Lund University, Sweden
Keynote Speech 1
Prof. Daniel Topgaard
Title: Enhancing diffusion MRI using AI
Abstract:
Diffusion MRI provides information about micrometer-scale structures in the living human brain in apparent contradiction of the millimeter-scale pixel dimensions of the actually recorded images. Despite a large body of literature demonstrating its utility in both research and clinical practice, the method faces numerous challenges that in principle could be overcome with AI. These challenges include excessive time requirements for data acquistion or processing, difficulties in correlating imaging metrics with disease states, and the ill-posedness of translating the imaging results to more fundamental and understandable microstructural properties such as cell densities, sizes, shapes, orientations, and membrane permeabilities. Building on many years of applying basic knowledge from physics and chemistry to increase the information content of the acquired data, this talk will give an overview of our recent and on-going work in using AI to enhance diffusion MRI in the aspects of signal processing, disease state classification, and microstructural interpretation.
Biography:
Daniel Topgaard is a Professor of Physical Chemistry at Lund University, Sweden. Following a Ph.D. degree in Lund 2003 he was a postdoctoral fellow with Alex Pines at UC Berkeley developing NMR spectroscopy for inhomogeneous fields. His current research is focused on solid-state NMR and diffusion MRI methods for investigating structure and dynamics of soft matter systems from lipid membranes to the living human brain. He is a member of the Scientific Council for Natural and Engineering Sciences at the Swedish Research Council, the Board of Trustees of the European Magnetic Resonance (EUROMAR) conference, the Executive Committee of the Experimental NMR Conference (ENC), and the Executive Editorial Board of the Magnetic Resonance journal. He is an Honorary Professor at the Zhongnan Hospital of Wuhan University and Visiting Professor at Beijing University of Posts and Telecommunications.

Hanyang University, Korea
Keynote Speech 2
Jinsub Park*
Department of electronic Engineering, Hanyang University
*Corresponding Author: jinsubpark@hanyang.ac.kr
Title: Artificial Neural Chips and Synaptic Devices for Real-time Unsupervised Learning
Abstract:
Spiking neurons are essential tools for building energy-efficient biomimetic spatiotemporal systems because they communicate with other neurons using sparse and binary signals. However, artificial neurons having a capacitor for emulating integrate function of biological neurons have a limit to achieving high neuronal density. In addition, a low-voltage operation (<1.0 V) is essentially necessary to connect with the modern complementary metal-oixde-semiconductor-field-effect-transistor (C-MOSFET)-based integrated circuits. Here, for the first time, the capacitorless memristive-neural integrated-chip was designed by a conventional 28 nm C-MOSFET process in a foundry with extremely low-voltage operation (<0.7 V) via the rupture dynamics of Ag metallic filaments formed in GeS2 chalcogenide material. For the synaptic devices, we fabricated highly reliable forming-free Cu-doped Oxygenated amorphous carbon(α-C:Ox) resistive memories (CCRMs) with multi-level properties, where resistive switching occurs via a hybrid conducting path consisting of conductive sp² covalent bonds and Cu filaments.
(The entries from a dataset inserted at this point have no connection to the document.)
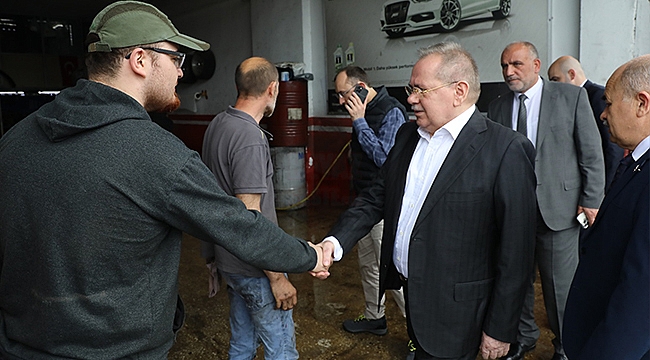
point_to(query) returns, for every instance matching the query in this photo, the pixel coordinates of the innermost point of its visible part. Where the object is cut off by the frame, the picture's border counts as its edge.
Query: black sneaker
(411, 354)
(361, 324)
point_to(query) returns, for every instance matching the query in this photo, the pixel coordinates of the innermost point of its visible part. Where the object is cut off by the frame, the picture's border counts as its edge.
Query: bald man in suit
(568, 69)
(558, 120)
(608, 310)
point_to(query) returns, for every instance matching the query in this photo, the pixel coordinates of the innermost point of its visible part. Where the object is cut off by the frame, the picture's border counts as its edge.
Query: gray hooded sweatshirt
(94, 198)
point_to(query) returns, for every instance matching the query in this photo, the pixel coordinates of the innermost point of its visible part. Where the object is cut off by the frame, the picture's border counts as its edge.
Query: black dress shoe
(517, 351)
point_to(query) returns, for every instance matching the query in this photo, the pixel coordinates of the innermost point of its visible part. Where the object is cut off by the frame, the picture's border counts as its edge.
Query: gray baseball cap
(129, 23)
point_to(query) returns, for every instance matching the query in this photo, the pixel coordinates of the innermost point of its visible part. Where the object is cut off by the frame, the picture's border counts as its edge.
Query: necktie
(521, 117)
(622, 166)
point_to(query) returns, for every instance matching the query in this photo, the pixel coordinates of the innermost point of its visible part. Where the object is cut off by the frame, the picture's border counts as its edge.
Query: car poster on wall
(386, 34)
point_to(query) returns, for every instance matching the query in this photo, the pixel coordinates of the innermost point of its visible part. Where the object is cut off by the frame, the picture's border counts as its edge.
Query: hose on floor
(319, 182)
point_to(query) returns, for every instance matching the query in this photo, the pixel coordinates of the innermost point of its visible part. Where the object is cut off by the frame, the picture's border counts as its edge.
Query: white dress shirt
(533, 104)
(427, 159)
(641, 149)
(430, 152)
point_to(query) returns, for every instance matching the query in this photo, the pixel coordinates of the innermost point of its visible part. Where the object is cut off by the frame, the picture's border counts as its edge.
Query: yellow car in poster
(397, 16)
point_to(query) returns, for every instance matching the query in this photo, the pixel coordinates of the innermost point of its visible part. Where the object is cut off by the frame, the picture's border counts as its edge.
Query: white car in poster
(397, 16)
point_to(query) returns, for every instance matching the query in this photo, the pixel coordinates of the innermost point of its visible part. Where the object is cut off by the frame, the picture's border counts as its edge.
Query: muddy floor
(322, 306)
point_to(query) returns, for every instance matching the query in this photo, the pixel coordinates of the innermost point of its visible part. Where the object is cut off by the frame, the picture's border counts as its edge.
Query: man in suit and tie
(567, 69)
(608, 310)
(558, 120)
(457, 195)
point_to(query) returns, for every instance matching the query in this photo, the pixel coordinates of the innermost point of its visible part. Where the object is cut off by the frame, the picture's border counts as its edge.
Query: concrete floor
(322, 306)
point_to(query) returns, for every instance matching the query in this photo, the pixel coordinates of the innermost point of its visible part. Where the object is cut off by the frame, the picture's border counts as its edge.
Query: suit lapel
(545, 113)
(622, 181)
(401, 169)
(504, 115)
(465, 148)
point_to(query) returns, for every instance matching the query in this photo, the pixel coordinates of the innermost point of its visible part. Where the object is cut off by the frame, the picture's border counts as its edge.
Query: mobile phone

Our neuron presented the nonlinear increase in the firing of action potential from 1 to 72 when the amplitude of input-voltage-pulse was linearly increased from 0.5 to 0.7 V like a human sensory system via the memristive-neural integrated-chip. Moreover, a spiking neural network was co-designed by connecting the memristive-neural integrated-chip and a software program via serial communications, and real-time unsupervised learning was performed by a simplified spike-timing-dependent-plasticity learning rule. Finally, the actually hand-written digit image of a smartphone taken from the live webcam was successfully classified through the trained spiking neural network in real-time. In this conference, the details for the resistive switching mechanisms of emerging memory devices and various applications will be discussed.
Key Words: AI-Semiconductor, Neural Chip, Memristive Memory, Synapse device.
Biography:
Professor Jinsub Park is a full professor at Hanyang University in Department of Electronic Engineering and a head of department of Semiconductor Engineering. He received Ph. D. from Tohoku University, Sendai, Japan in Applied Physics and Engineering. Prof. Park has authored and co-authored more than 150 high-impact journal papers including Adv. Func. Matter, Nano letters, Nanoscale Horizons, Composite B: Engineering, Nano research. Currently, he is serving as the senior vice president of the Korean Semiconductor Display Technology Association. He is a recipient of deputy prime minister award and industry minister award in 2020 and 2024, respectively. His group is developing advancement of semiconductor technologies including Emerging memory (SOM, STT MRAM, ReRAM) devices, Energy harvesting, Thermal Management and optoelectronics.